If a patient is uninsured or concerned about their ability to pay for testing, they can complete an online application or contact one of our Patient Coordinators at email@example.com
How does Signatera billing work for recurring orders versus a single test order?
Testing which occurs within the first 6 months after surgery is considered adjuvant testing. This is offered as a bundled service or recurring testing to include the initial whole exome sequencing (WES) + up to 4 tests.
How does Signatera billing work in the surveillance setting?
When a patient is greater than 6-months out in their postoperative treatment journey, they are in the surveillance setting. These patients have a history of cancer but no evidence of disease or disease recurrence.
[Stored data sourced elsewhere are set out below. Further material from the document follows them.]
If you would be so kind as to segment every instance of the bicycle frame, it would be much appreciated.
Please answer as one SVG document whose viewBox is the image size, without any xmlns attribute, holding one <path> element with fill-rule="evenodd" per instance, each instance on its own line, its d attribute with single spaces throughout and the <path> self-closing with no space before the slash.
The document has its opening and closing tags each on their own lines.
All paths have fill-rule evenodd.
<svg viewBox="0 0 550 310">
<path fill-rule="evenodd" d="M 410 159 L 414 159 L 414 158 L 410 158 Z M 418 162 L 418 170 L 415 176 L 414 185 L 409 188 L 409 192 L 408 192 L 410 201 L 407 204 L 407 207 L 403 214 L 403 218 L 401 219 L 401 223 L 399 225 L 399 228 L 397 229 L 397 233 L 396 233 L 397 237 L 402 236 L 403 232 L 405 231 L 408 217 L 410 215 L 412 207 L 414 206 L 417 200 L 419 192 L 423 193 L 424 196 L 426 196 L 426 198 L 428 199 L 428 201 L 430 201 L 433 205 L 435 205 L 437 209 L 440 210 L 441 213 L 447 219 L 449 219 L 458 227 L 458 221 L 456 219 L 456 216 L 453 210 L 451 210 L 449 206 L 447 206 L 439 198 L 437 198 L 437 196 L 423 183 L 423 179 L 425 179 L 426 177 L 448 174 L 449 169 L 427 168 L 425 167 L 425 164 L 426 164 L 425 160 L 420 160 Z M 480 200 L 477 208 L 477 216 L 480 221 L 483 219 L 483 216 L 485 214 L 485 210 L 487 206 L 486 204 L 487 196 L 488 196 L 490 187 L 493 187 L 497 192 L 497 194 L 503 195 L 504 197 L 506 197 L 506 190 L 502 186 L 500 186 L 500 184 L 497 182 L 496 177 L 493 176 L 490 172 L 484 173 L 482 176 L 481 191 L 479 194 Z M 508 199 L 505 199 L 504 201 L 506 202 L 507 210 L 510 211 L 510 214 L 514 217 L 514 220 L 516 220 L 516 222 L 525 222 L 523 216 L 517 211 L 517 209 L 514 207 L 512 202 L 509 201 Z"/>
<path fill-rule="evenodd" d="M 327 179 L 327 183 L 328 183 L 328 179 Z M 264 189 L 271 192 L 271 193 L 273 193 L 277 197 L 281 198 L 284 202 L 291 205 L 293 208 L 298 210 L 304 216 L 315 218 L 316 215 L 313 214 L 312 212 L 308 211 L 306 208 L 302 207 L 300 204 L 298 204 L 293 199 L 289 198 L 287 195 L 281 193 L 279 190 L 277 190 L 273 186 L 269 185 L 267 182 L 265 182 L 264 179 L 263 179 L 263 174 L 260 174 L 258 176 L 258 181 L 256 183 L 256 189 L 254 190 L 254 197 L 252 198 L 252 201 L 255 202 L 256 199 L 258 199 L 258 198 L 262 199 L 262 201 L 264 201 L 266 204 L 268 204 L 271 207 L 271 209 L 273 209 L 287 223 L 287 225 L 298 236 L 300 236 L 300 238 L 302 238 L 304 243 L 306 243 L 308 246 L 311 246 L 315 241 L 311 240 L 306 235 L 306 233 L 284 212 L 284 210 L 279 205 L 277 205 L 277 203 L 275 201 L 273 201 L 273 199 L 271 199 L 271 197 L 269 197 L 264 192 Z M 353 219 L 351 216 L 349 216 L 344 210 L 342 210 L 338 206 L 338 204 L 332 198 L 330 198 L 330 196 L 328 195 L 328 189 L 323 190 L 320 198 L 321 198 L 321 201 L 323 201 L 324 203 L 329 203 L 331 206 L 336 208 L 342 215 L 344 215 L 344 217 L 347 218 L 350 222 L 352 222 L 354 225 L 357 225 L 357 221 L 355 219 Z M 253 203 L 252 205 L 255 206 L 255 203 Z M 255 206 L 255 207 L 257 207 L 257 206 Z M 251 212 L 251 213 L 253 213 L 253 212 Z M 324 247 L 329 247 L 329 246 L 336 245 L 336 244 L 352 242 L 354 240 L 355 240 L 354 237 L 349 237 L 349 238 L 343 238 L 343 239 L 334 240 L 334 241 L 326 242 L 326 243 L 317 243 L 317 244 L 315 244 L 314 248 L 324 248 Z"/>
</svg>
Signatera ordered in the surveillance setting is recommended at the same cadence as CEA, as directed by the treating physician. If a patient is ctDNA positive they cannot qualify as a surveillance patient as this is considered ‘active’ cancer.
Are other stages or other types of cancer covered by Medicare?
Currently Medicare has deemed stage II and III CRC a covered benefit meaning Medicare will cover the test without any patient responsibility. If Signatera is still requested for other cancer types which fall outside of the Medicare stated coverage, an ABN will be required, This includes CRC stages I & IV (including oligometastatic) and other types of cancer.
Can a patient cancel an order?
Patients can cancel testing anytime up until the sample is received in the lab.
What happens if coverage is denied? How does the appeal process work?
Natera Patient Coordinators will work with the patient’s insurance provider to file appeals and pursue coverage on the patient’s behalf.
Does Natera reach out to patients to explain their potential out of pocket prior to processing the initial sample?
A Patient Coordinator will reach out and contact the patient regarding coverage and potential out of pockets costs.